Autonomic Nervous System Dysfunction in PD with and without Dementia, and in Dementia with Lewy Bodies

Abstract & Commentary

By Panida Piboolnurak, MD, Assistant Professor, Department of Neurology and Neuroscience, Weill Medical College, Cornell University. Dr. Piboolnurak reports no financial relationship relevant to this field of study.

Synopsis: The sequence of disease progression in Parkinson's disease (PD) and dementia with Lewy bodies (DLB) is different, with earlier limbic cortical involvement in DLB. Limbic cortical involvement may explain the more severe autonomic dysfunction that occurs in DLB and PD with dementia.

Source: Akaogi Y, Asahina M, Yamanaka Y, et al. Sudomotor, skin vasomotor, and cardiovascular reflexes in 3 clinical forms of Lewy body disease. Neurology 2009;73:59-65.

Autonomic dysfunction is common in parkinson's disease without dementia (PD), Parkinson's disease with dementia (PDD), and in dementia with Lewy bodies (DLB). However, autonomic dysfunction appears to be more severe in DLB and PDD than in PD. This study shows the difference in autonomic nervous system involvement among these three entities.

Sudomotor, skin vasomotor, and cardiovascular reflexes were studied in 12 patients with DLB, 12 with PDD, 12 with PD, and 12 age-matched healthy controls. The tests included sympathetic sweat response (SSwR) on the palm side of the thumb, and skin vasomotor reflex (SkVR) at the index fingertip during sympathetic activation procedures (deep inspiration, mental arithmetic task, exercise, and tactile stimulation), and head-up tilt test.

The basal sweat output, basal skin blood flow, as well as baseline systolic blood pressure and heart rate in the supine position did not differ among four groups. Seven DLB patients, six PDD, and three PD showed absence of SSwR, but there was no significant difference in mean amplitudes of SSwR among these three groups. One DLB patient and three PDD had no SkVR. The SkVR amplitudes in PD and controls were comparable, but SkVR amplitudes in DLB and PDD were lower than those in controls. Orthostatic hypotension was observed in six DLB, eight PDD, and three PD. However, unlike PD, mean decreases in systolic and diastolic blood pressure during tilt test in DLB and PDD were lower than that in controls. Although mean change in heart rate during tilt test did not differ among four groups, abnormally low coefficient of variation of R-R intervals (CVR-R) was observed in six DLB, three PDD, and three PD, with the lowest mean CVR-R in DLB.

The authors explained that the impairment in sudomotor and skin vasomotor reflexes may be related to pathology in raphe nuclei.
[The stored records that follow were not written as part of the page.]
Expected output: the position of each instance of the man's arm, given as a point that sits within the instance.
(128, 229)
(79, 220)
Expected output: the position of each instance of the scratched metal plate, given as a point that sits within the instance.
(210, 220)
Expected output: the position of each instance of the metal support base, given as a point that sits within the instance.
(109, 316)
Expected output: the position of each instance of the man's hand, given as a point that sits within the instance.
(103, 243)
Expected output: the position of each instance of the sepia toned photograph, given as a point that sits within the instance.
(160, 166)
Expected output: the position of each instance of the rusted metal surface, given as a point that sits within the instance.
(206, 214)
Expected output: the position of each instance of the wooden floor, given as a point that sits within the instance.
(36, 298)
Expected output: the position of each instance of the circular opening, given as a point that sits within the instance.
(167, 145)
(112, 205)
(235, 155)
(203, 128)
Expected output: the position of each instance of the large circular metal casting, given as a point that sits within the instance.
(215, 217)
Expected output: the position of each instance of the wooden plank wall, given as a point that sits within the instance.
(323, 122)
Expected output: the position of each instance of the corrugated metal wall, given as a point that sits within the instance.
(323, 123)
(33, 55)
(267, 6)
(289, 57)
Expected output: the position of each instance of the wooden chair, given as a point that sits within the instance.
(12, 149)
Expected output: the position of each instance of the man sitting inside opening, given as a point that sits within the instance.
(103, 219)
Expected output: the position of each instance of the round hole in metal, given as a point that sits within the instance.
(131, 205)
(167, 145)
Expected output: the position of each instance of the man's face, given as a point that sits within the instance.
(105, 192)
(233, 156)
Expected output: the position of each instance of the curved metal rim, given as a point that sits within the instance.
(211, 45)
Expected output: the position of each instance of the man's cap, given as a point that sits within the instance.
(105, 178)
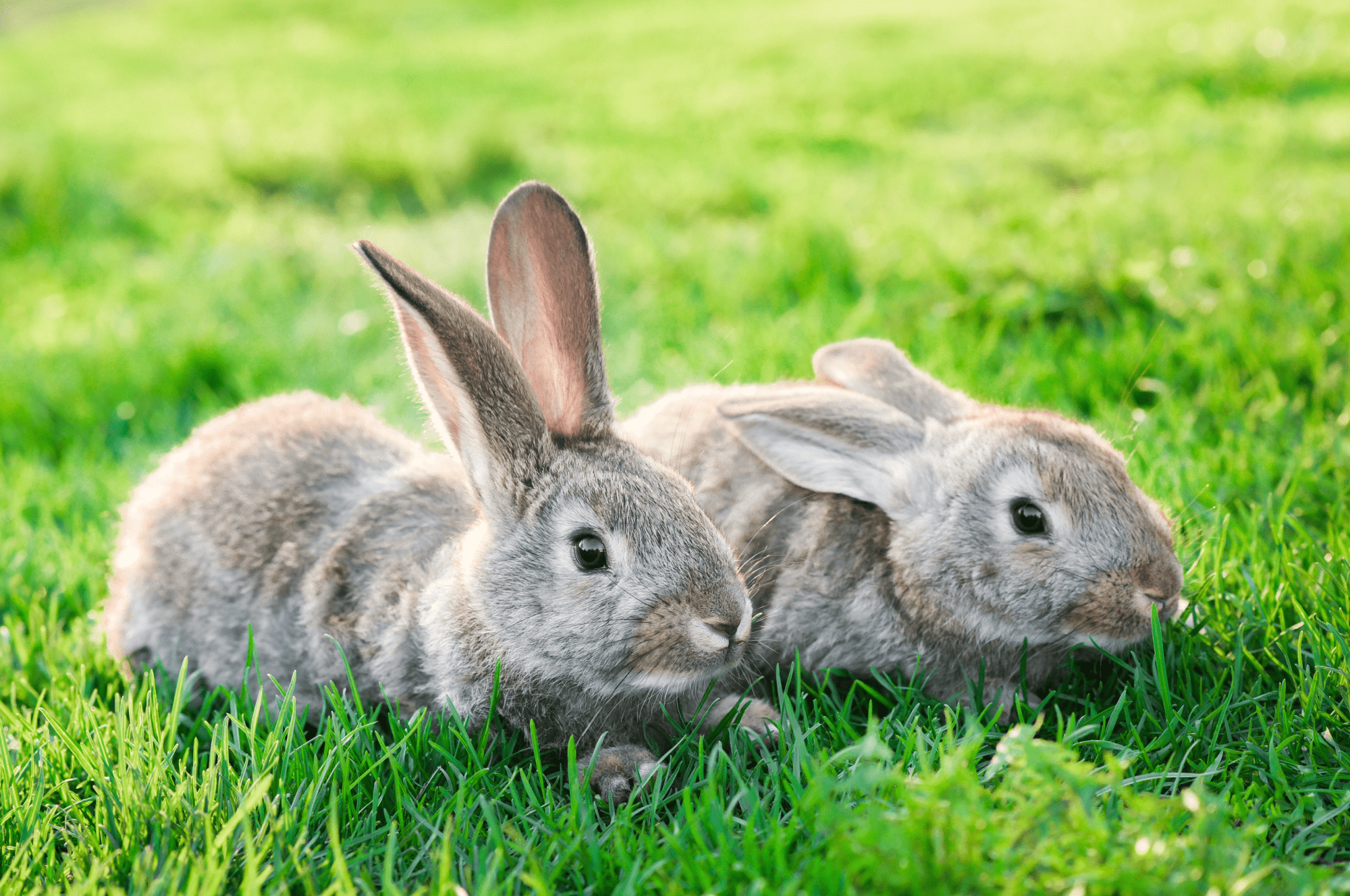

Furthermore, because a decrease in SSwR on the palm indicated a dysfunction in a so-called emotional sweating, they suggested that limbic involvement may explain autonomic dysfunction in PDD and DLB since limbic system plays an important role in emotional sweating as well as cardiovascular regulation. Moreover, given similarities in autonomic dysfunction in PDD and DLB, there is a possible uniformity of autonomic nervous system impairment in these two diseases.


Findings from this study suggest that, although autonomic dysfunction can occur in PD, PDD, and DLB, it is more severe in PDD and DLB. Many parts of the nervous system, including hypothalamus, brainstem, spinal cord, and limbic system, are involved in autonomic nervous system regulation. Given the predominant limbic and neocortical pathology in DLB, the more severe autonomic dysfunction in PDD and DLB may be partly explained by limbic involvement. However, this study has two weak points, including a small number of patients and no pathological diagnosic confirmation of the clinical syndromes.